Thursday 25 June 2015

An Unlikely But Authentic Patriarch

The Turtle Lives Twixt Plated Decks
--By Luke
Luke (left) and Matt
Photo by their Uncle John
Many years ago in Alaska, when my brothers and I were children, and our father and mother were still young, our grandfather spent many summers at our cabin in the woods. The place was overrun. Sled dogs barked and howled at all hours. Rabbits roamed the house with impunity, alongside several generations of hamsters. The parakeets and budgies were less fortunate: they were constantly falling sick.


Wild snowshoe hare looking into the window during
a Gakona, Alaska Christmas.

The property was also home to countless wild animals habituated to us. Especially favored were the snowshoe hares, whose population swelled under our protection, and whose vast numbers, in the end, summoned from the wilderness an impressive force of predators. Attacking on foot were foxes, martens, and coyotes, while great-horned owls hooted ominously from the treetops – death from above. Grizzly bears occasionally traversed the property at night, leaving surprisingly large tracks to wonder at in the morning. Small boys also had to watch for moose, which might stomp on them if they got too close. 
Tim, Luke and Grandpa





Into this menagerie came Grandpa Bob, our summer resident humanist and the designated representative of a distant civilization to which our parents had once belonged. Grandpa’s learning was impressive, but he also knew what it was to grow up in a state of nature. My brothers and I
Tim, being feral.
must have seemed feral to him, and I think this gave him delight. He tempered our wildness with a dose of grown-up learning. He explained the difference between “who” and “whom.” A local expression popular with us, “I got’s it,” was not proper English, he said, though a descriptivist might find it acceptable. He inculcated respect for literature and writers, and curiosity about the motives and talents of Swedish ladies. During the winter, he sent recordings by post, on cassette tapes, of poems old and new – humorous verses about childhood and about our Alaska pastoral.

Luke & Grandpa
He was a man of few affectations. But it was obvious even in those days, from the way he spoke and carried himself, that he felt older than his years, like Bob Dylan or Jude the Obscure.  Noting the pleasure he took in his (at the time) imagined infirmity, and thinking I might please or, at least, provoke him, I asked him once about a poem by William Yeats, “The Coming of Wisdom with Time.”  The poem goes:

Though leaves are many, the root is one;
Through all the lying days of my youth
I swayed my leaves and flowers in the sun;
Now I may wither into the truth.

I pointed out that the coming of old age, in Yeats’s poem, is not without certain consolations, such as ready access to truth, and asked if he agreed. I recall him grunting with disapproval  – or was it approval? I couldn’t tell. But I may have been too young for the poem in question, or he may have found Yeats too pretentious. 
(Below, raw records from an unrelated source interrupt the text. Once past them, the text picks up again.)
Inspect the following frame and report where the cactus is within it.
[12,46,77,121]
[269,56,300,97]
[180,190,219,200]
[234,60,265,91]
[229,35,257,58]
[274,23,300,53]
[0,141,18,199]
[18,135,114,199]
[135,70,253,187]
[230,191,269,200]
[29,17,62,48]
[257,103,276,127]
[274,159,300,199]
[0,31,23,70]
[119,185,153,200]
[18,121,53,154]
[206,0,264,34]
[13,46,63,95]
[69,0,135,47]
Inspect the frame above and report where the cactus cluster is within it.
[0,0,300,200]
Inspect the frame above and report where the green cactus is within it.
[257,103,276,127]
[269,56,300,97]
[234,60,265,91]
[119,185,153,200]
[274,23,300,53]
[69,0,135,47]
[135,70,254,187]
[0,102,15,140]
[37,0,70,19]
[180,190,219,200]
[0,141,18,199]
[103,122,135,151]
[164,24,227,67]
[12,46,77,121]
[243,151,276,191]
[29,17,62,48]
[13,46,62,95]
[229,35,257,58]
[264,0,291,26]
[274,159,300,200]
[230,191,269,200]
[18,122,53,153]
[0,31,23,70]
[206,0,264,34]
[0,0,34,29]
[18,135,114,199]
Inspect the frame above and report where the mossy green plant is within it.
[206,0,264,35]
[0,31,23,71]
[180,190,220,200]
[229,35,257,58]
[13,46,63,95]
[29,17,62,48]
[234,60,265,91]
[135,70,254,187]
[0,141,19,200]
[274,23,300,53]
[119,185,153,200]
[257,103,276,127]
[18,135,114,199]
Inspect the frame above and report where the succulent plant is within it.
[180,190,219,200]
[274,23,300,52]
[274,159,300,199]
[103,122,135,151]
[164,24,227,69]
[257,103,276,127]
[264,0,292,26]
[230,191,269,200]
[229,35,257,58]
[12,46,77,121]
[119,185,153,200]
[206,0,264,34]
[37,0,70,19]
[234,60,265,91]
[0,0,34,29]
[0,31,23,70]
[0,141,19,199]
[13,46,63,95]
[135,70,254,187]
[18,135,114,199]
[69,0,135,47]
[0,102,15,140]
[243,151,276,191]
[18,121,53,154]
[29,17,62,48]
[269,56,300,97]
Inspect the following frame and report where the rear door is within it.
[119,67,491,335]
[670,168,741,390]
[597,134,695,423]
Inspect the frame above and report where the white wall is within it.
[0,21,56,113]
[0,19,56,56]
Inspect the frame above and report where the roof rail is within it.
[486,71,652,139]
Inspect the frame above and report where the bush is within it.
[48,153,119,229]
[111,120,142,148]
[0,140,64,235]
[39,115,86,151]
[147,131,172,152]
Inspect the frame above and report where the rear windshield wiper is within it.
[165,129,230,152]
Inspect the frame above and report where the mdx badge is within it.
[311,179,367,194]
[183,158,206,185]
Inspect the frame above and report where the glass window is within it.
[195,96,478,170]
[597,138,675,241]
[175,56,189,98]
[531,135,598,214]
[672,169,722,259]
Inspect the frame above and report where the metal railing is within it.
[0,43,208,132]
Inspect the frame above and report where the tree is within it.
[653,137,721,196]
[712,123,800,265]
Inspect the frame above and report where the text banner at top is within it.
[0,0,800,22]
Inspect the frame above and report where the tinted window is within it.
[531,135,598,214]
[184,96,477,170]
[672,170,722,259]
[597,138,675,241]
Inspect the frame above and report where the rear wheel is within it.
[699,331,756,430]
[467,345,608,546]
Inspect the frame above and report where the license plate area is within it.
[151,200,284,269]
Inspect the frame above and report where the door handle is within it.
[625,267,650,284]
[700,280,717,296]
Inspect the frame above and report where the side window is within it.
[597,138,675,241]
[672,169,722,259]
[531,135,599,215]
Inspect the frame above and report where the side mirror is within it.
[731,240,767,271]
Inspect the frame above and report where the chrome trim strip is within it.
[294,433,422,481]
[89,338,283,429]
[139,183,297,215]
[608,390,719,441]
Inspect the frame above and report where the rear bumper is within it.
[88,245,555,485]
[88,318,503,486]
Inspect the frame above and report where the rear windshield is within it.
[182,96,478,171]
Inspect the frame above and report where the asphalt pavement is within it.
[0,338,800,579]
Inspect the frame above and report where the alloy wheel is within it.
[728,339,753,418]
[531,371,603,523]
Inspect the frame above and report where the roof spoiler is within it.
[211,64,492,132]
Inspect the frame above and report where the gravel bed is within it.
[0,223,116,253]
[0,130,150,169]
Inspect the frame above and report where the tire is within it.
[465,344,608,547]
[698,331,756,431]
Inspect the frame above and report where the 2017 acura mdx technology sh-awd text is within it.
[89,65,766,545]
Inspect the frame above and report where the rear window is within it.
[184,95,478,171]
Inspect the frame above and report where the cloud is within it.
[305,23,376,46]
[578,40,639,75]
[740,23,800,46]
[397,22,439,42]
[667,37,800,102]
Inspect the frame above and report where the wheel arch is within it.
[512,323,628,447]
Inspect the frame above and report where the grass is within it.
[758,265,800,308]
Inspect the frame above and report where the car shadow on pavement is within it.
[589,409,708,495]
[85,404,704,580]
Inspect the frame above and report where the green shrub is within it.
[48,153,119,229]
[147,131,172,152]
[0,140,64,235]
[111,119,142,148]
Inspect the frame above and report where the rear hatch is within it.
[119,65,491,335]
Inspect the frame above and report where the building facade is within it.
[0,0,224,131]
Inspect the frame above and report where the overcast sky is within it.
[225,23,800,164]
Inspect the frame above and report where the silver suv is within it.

His real appreciation, in any case, was for light verse. One of his favorites, which I remember him reciting on numerous occasions, was Ogden Nash’s “The Turtle”:

The turtle lives twixt plated decks
Which practically conceal its sex.
I think it clever of the turtle
In such a fix to be so fertile.

He always chuckled at the end. I didn’t understand the joke at first. Turtles aren’t native to Alaska’s interior. It was only years later that I saw turtles face-to-face, or gained an inkling of what they did below decks.

But I could tell that Grandpa identified, somewhat mischievously, with the turtle of the poem – that practical, plated, half-concealed, clever, and fertile creature. We, a clutch of far-flung grandchildren, were among other things proof of his potency, his creation in more ways than one.

In the end, Robert Wysong was an unlikely but authentic patriarch. I believe it gave him satisfaction to live, like Job of the Old Testament after his reward, to see “his sons, and his sons’ sons, even four generations,” and finally to die “being old, and full of days.”